On a larger scale, this isn’t just a biography of Sinatra, although that is, of course, the primary point of the book.  This is a history of popular music from the late 1920’s through the early 1950’s, a time when some of America’s greatest songwriters and vocal interpreters were working, where Big Band and Swing were king, and where Frank Sinatra and Bing Crosby made crooning an art form.  I personally found the detailing of Sinatra’s various recordings—the arrangements, his own stabs at conducting the band, his struggles with his record company—really interesting.  Ditto his working relationships with some of the biggest names in music from that time period, like Tommy Dorsey (who Sinatra says was the only person besides his mother he was ever afraid of), Buddy Rich, Jo Stafford, and an assortment of singers, songwriters, and musicians.

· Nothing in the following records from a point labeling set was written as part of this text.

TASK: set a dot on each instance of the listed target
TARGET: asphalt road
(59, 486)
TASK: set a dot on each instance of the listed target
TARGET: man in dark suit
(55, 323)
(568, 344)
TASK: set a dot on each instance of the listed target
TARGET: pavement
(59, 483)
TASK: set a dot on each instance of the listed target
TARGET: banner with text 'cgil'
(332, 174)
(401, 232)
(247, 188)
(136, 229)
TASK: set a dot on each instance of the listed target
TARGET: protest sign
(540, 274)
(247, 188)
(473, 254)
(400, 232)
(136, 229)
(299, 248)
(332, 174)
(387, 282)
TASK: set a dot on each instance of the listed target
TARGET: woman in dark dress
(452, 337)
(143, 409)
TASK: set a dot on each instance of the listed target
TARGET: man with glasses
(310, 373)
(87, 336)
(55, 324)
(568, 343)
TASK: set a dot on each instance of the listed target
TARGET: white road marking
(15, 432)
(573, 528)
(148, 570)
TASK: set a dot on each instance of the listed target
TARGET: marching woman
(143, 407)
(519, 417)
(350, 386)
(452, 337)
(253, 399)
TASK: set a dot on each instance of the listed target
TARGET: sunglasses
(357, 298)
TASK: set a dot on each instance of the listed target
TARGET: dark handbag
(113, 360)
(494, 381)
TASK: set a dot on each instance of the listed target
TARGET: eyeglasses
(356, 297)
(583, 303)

His Hollywood forays are equally interesting, but for a different reason.  Sinatra didn’t like to actually work (singing wasn’t work for him), so when he began making movies, he had issues with things like, oh, showing up on the set on time.  But as his star rose, so did the expectations for him on film, and he began to appreciate what he could learn from people like Gene Kelly, who he later said taught him everything he knew about doing musicals.  Movie Star Sinatra is a different person from Crooner Frankie, and Kaplan appreciates those differences enough to underline them.

Overall, I found this an even-handed, well-written biography, one that is fair in its depiction of its subject and lush in the details of the time periods it straddles.  It works on so many different levels—as a biography of a specific subject, as a history, and as a study of pop culture during a certain time period—that it has the ability to appeal to a lot of different people.  Even if you’re not a fan of Sinatra’s music or of Sinatra the person, this is worth taking a look at.  And who knows—Kaplan might make you a fan by the time he’s done.